Prior analysis recommended alvarezsaurids have been primarily insectivorous, utilizing their stubby, sturdy forearms to dig and yank termites from their mounds. However the brand new evaluation of the bones lends credence to a distinct technique. “Such a limb would have been utterly unsuitable for destroying termite mounds,” says Alexey Lopatin, a paleontologist on the Russian Academy of Sciences who studied the museum specimen. “The skinny piercing claw would have damaged off within the course of, and the delicate vestigial fingers and spikes would have been broken.”
As an alternative of looking for buried bugs, these dinos used their uniquely formed claws and spikes to select up, puncture and pilfer eggs, greedy them tightly earlier than sprinting off, Lopatin and his colleagues argue.

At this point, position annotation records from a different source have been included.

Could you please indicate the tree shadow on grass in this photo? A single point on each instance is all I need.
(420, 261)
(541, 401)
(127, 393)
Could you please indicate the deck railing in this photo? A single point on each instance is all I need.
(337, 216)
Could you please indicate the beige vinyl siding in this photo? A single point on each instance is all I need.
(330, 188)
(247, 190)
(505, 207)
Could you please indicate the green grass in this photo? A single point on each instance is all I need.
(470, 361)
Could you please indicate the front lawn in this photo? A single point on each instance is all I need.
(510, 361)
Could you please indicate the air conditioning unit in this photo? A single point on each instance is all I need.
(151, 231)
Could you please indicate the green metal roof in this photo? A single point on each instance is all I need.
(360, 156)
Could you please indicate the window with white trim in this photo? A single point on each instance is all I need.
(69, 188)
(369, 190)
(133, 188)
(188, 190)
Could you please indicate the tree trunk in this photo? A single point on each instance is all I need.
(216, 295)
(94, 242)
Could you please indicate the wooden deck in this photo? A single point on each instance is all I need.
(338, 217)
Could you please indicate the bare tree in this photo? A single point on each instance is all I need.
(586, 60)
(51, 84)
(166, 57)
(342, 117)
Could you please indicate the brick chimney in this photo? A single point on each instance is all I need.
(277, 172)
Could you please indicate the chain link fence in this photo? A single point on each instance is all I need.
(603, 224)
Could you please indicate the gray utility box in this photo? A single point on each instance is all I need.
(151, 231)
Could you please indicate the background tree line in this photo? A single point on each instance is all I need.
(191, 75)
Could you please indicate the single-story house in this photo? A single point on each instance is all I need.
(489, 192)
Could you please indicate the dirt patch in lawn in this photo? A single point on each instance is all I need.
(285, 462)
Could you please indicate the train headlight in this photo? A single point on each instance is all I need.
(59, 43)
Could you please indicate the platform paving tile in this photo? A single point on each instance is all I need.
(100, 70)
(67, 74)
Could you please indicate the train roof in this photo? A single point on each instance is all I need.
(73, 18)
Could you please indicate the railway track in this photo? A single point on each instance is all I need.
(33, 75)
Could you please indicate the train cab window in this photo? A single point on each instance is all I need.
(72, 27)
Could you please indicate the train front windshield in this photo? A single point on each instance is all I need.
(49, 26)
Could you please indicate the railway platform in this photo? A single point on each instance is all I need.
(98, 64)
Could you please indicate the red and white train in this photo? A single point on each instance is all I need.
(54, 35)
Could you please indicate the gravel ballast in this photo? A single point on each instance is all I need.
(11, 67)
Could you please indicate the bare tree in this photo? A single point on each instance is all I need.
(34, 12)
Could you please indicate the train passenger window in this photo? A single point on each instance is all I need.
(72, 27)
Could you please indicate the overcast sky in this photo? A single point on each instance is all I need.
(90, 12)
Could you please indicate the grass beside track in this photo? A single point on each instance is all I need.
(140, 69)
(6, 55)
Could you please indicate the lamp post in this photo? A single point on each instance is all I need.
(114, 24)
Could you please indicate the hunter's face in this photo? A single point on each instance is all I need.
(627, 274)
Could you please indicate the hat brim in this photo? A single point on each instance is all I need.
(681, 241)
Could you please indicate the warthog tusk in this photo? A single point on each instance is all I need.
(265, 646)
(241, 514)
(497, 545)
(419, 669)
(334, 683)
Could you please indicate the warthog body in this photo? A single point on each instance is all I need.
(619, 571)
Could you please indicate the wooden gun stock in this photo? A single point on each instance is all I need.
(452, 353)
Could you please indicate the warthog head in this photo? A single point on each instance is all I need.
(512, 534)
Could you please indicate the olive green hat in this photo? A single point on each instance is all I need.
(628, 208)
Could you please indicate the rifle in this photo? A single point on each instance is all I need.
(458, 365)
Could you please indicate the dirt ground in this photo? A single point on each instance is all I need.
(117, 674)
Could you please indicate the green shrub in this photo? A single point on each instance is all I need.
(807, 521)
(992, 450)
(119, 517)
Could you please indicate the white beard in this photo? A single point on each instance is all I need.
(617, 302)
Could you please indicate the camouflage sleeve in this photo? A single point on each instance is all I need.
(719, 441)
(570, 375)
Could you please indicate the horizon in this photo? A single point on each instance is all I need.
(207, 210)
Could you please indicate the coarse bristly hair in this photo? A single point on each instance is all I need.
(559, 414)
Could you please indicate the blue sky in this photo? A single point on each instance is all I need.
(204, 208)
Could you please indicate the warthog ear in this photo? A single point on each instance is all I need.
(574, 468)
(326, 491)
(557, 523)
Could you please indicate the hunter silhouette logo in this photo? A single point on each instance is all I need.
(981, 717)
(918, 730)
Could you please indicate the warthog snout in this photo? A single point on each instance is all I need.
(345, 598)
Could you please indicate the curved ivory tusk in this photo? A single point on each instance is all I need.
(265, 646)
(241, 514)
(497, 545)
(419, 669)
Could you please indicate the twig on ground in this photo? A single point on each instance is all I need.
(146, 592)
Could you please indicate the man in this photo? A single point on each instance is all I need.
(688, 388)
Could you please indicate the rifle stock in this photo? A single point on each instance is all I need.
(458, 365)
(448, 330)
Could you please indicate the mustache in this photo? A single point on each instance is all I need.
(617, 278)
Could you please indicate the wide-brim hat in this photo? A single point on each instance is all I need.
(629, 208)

Egg-snatching dinosaurs will not be a novel idea to paleontology. Oviraptor, one other Gobi Desert dinosaur whose title interprets to “egg thief,” was initially thought to subsist on a weight loss plan of filched eggs. It was discovered alongside a number of egg fragments, which paleontologists initially interpreted as a remaining meal. Subsequent analysis decided these fragments probably got here from its personal brood, upending the unique speculation.
“Oviraptor didn’t eat eggs,” Lopatin says. Manipulonyx, then again, “had all of the variations to take action.”
In 2018, researchers in China even predicted {that a} totally different alvarezsaurid species might need eaten eggs, however compelling proof for the speculation was missing till now, says Lopatin.
Pittman says the egg-snatching speculation is “very fascinating” and price additional testing. Fowler agrees however isn’t but satisfied it’s a greater concept than digging for bugs. “I’m undecided if it’s terribly sensible to crush an egg in your arms after which put it down and eat it from the bottom, particularly contemplating that this household of dinosaurs was coated in feathers,” he says. A splash-and-dine meal of eggs would lead to messy plumage.